Speech Recognition

First, make sure you followed the Speech installation instructions .

After that you should be able to run toy speech example with no errors:

python run.py --config_file=example_configs/speech2text/ds2_toy_config.py --mode=train_eval

How to train the model on LibriSpeech dataset

First, you need to download and preprocess the LibriSpeech dataset. Assuming you are in the base folder, run:

sudo apt-get -y install sox libsox-dev
mkdir -p data
python scripts/import_librivox.py data/librispeech

Note, that this will take a lot of time, since it needs to download, extract and convert around 55GB of audio files. The final dataset size will be around 224GB (including archives and original compressed audio files, feel free to delete them to get 106GB).

Now, everything should be setup to train the model:

python run.py --config_file=example_configs/speech2text/ds2_small_1gpu.py --mode=train_eval

If you want to run evaluation/inference with the trained model, replace --mode=train_eval with --mode=eval or --mode=infer. For inference you will need to provide additional --infer_output_file=<output file> argument.

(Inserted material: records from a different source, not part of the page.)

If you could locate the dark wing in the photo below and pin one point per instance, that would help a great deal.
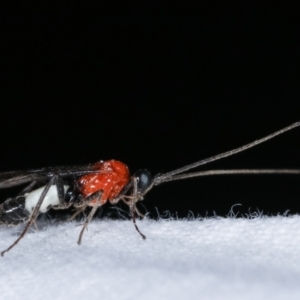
(14, 178)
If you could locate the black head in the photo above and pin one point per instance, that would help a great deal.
(144, 180)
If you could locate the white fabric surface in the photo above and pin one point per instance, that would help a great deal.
(216, 258)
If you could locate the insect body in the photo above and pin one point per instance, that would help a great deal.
(93, 185)
(17, 210)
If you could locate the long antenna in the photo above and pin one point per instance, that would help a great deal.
(234, 172)
(168, 176)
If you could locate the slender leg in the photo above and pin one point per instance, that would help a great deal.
(60, 190)
(132, 206)
(90, 216)
(33, 215)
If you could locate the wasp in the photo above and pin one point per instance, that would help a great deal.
(80, 187)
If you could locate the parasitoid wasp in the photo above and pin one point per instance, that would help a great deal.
(93, 185)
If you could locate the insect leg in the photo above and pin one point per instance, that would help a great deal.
(33, 215)
(132, 206)
(131, 201)
(91, 214)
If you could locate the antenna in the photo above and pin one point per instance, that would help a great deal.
(170, 176)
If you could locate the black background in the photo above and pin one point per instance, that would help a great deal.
(157, 86)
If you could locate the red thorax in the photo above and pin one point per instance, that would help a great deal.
(111, 179)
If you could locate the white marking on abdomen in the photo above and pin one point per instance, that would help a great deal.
(50, 199)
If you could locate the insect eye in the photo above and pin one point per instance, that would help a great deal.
(144, 179)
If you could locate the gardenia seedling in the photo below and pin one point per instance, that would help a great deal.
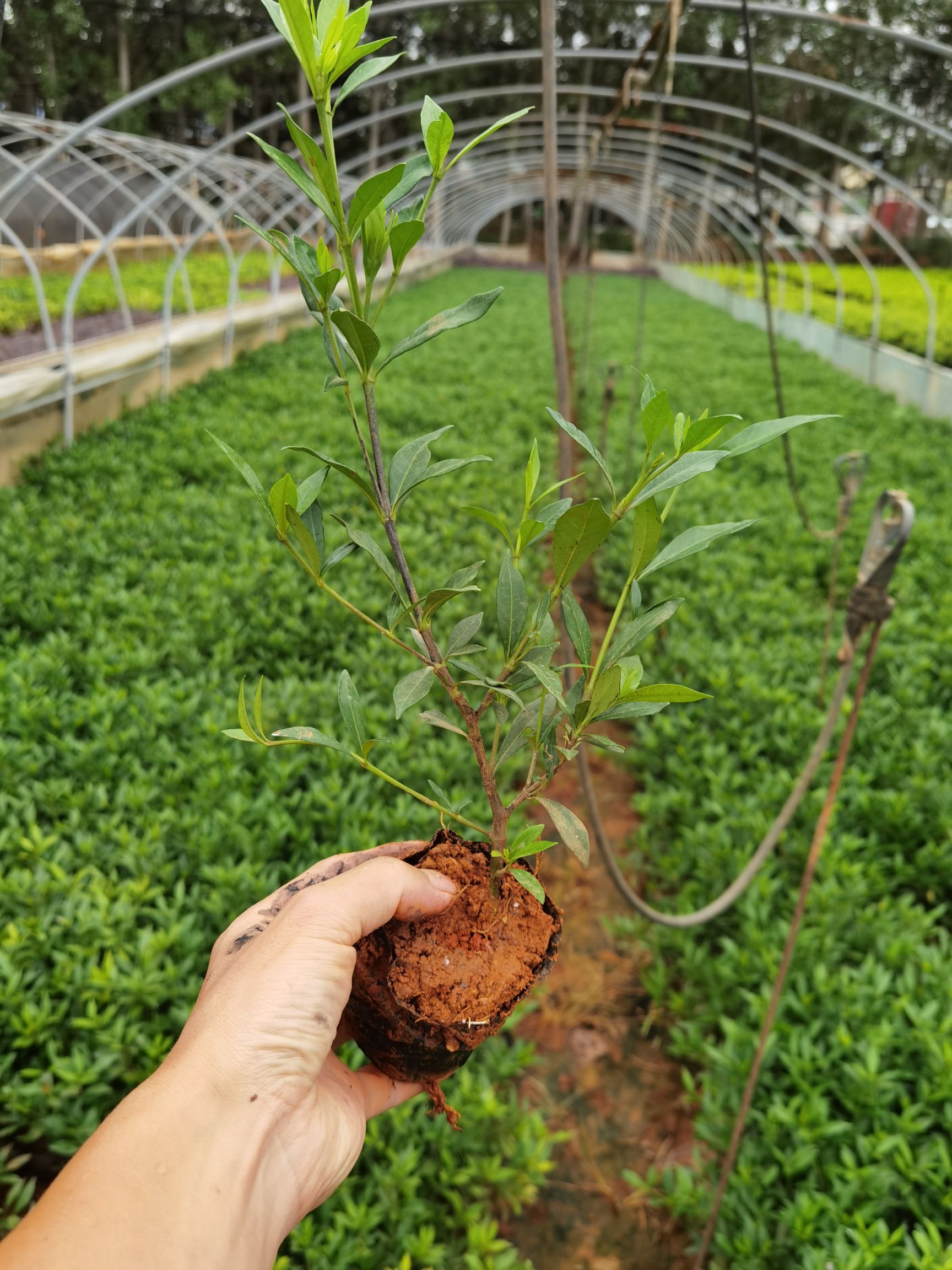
(521, 709)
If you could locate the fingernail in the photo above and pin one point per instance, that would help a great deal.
(441, 882)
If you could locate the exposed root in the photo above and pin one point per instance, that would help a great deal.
(440, 1105)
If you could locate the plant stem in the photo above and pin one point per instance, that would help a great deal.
(344, 245)
(420, 798)
(610, 633)
(370, 621)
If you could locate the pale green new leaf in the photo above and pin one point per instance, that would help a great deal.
(412, 688)
(569, 828)
(577, 628)
(531, 883)
(682, 470)
(364, 73)
(305, 183)
(352, 711)
(371, 192)
(248, 473)
(667, 692)
(310, 737)
(577, 536)
(361, 337)
(581, 439)
(470, 310)
(694, 540)
(761, 433)
(500, 123)
(437, 719)
(511, 604)
(635, 633)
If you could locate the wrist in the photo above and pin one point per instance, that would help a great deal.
(219, 1155)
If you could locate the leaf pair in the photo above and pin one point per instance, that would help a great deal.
(410, 466)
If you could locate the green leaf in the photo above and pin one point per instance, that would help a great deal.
(549, 680)
(312, 155)
(412, 688)
(761, 433)
(376, 553)
(694, 540)
(305, 183)
(337, 555)
(581, 439)
(305, 537)
(403, 239)
(437, 130)
(668, 692)
(524, 722)
(471, 310)
(657, 417)
(532, 470)
(243, 715)
(462, 634)
(682, 470)
(414, 172)
(436, 600)
(611, 747)
(310, 737)
(371, 192)
(606, 692)
(646, 535)
(511, 604)
(577, 628)
(629, 711)
(531, 883)
(577, 536)
(282, 496)
(465, 575)
(437, 719)
(569, 828)
(443, 468)
(631, 636)
(410, 462)
(369, 70)
(361, 337)
(347, 60)
(310, 488)
(247, 473)
(352, 711)
(361, 482)
(502, 123)
(490, 519)
(705, 429)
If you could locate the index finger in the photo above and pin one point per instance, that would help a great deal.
(357, 902)
(256, 918)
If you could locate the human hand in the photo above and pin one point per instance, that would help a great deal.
(267, 1021)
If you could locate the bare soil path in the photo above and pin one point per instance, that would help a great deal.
(598, 1075)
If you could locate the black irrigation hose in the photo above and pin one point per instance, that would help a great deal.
(686, 921)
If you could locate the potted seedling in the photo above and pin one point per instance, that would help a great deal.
(425, 993)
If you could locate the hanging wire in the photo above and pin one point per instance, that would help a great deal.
(754, 125)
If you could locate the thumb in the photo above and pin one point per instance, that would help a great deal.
(348, 907)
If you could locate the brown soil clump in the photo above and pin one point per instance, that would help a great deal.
(469, 963)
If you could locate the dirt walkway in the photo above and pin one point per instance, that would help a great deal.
(598, 1076)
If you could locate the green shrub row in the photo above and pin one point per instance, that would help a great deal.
(904, 315)
(847, 1159)
(137, 587)
(143, 282)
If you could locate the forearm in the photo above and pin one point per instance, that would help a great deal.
(176, 1177)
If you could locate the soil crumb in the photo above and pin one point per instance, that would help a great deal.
(473, 960)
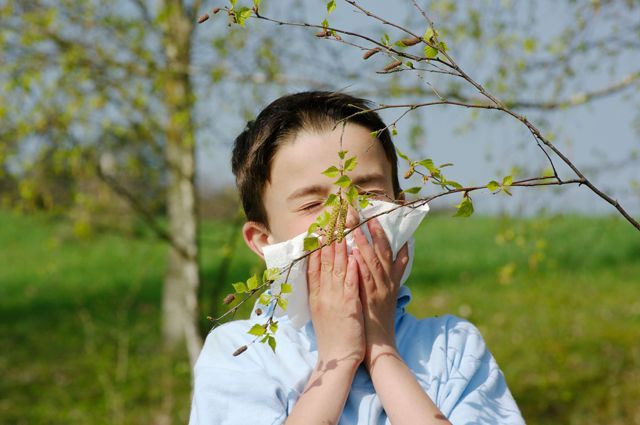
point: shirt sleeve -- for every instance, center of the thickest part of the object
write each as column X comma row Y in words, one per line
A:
column 476, row 391
column 234, row 390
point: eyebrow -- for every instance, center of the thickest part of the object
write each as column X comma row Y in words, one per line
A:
column 319, row 189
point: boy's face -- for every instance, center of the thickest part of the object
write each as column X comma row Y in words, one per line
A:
column 294, row 197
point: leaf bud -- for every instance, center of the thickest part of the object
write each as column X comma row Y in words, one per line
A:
column 411, row 41
column 370, row 53
column 392, row 65
column 409, row 172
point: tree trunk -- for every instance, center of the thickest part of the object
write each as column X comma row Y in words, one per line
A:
column 180, row 303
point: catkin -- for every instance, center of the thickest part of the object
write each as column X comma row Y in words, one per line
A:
column 332, row 223
column 342, row 219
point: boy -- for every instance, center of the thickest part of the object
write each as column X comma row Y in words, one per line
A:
column 361, row 359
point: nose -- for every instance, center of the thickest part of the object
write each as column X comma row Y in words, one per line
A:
column 353, row 218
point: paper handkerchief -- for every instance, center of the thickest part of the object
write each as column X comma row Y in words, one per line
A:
column 399, row 225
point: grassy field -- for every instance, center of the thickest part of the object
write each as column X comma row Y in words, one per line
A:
column 557, row 300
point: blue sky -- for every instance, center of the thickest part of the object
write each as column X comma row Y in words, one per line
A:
column 592, row 136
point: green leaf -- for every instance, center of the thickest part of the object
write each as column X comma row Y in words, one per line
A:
column 272, row 343
column 430, row 52
column 465, row 208
column 311, row 243
column 428, row 34
column 350, row 164
column 283, row 302
column 400, row 44
column 344, row 181
column 240, row 287
column 413, row 190
column 331, row 5
column 252, row 282
column 493, row 185
column 271, row 274
column 242, row 15
column 331, row 200
column 428, row 164
column 285, row 288
column 265, row 298
column 403, row 156
column 332, row 172
column 257, row 330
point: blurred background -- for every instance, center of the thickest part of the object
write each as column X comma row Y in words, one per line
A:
column 120, row 223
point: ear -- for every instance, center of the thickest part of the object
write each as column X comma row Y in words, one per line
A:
column 401, row 197
column 256, row 236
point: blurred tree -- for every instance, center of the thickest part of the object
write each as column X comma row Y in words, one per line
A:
column 103, row 91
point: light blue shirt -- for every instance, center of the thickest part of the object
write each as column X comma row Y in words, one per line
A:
column 447, row 355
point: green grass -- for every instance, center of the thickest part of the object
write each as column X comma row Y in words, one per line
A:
column 557, row 300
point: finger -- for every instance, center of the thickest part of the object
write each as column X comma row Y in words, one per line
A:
column 339, row 264
column 351, row 281
column 365, row 276
column 399, row 266
column 313, row 273
column 326, row 265
column 370, row 258
column 381, row 244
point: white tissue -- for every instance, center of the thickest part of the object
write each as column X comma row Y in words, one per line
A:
column 399, row 225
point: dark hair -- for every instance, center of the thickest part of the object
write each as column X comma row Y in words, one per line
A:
column 282, row 119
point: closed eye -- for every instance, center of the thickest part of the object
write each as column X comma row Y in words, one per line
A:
column 311, row 207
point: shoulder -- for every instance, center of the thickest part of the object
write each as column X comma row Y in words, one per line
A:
column 225, row 340
column 444, row 340
column 446, row 330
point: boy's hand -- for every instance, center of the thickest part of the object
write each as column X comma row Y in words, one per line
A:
column 380, row 283
column 336, row 311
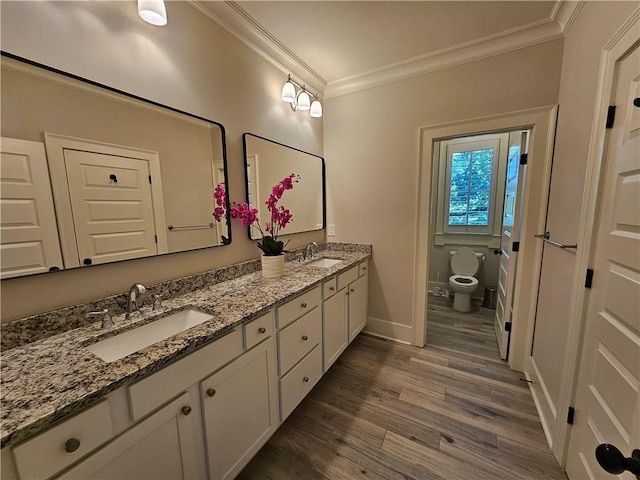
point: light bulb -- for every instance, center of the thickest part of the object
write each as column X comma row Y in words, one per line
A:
column 153, row 12
column 316, row 109
column 304, row 101
column 289, row 92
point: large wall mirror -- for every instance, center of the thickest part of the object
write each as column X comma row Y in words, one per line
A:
column 91, row 175
column 268, row 162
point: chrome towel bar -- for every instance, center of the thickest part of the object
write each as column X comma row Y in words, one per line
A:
column 546, row 237
column 190, row 227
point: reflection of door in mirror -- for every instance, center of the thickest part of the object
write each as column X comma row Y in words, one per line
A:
column 190, row 149
column 28, row 234
column 108, row 199
column 267, row 163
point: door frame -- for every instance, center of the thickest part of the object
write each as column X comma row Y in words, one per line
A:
column 617, row 46
column 541, row 121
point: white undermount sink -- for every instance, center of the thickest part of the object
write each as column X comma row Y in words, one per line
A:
column 119, row 346
column 324, row 262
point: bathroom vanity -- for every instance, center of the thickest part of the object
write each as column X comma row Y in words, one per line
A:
column 198, row 404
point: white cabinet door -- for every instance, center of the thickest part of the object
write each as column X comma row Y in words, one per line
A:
column 358, row 298
column 335, row 327
column 159, row 447
column 29, row 234
column 240, row 410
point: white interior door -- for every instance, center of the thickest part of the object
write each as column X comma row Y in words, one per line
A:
column 511, row 215
column 29, row 234
column 112, row 206
column 607, row 400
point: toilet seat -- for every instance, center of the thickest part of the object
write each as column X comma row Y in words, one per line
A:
column 464, row 280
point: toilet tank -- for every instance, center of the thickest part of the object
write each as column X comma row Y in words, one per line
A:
column 462, row 265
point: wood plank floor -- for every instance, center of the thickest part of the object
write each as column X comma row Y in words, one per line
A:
column 451, row 410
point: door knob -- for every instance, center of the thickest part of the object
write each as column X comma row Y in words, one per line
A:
column 613, row 461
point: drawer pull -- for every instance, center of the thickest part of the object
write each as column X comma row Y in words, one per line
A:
column 71, row 445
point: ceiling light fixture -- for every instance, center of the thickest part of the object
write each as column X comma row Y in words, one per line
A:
column 153, row 12
column 299, row 98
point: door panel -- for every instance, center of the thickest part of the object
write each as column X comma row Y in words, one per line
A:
column 112, row 206
column 607, row 398
column 29, row 232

How to build your own language model

Language models usually help speech2text decoder to correct misspellings in recognized utterances. FullyConnectedCTCDecoder uses N-gram KenLM based models. In order to build a language model, please use build_lm.py script. For example, run the following commands for LibriSpeech:

export LS_DIR=/data/speech/LibriSpeech/
python scripts/build_lm.py --n 5 $LS_DIR/librivox-train-clean-100.csv $LS_DIR/librivox-train-clean-360.csv librivox-train-other-500.csv

You will get as a result two files: the binary language model librivox-train-clean-100.binary and its trie librivox-train-clean-100.trie.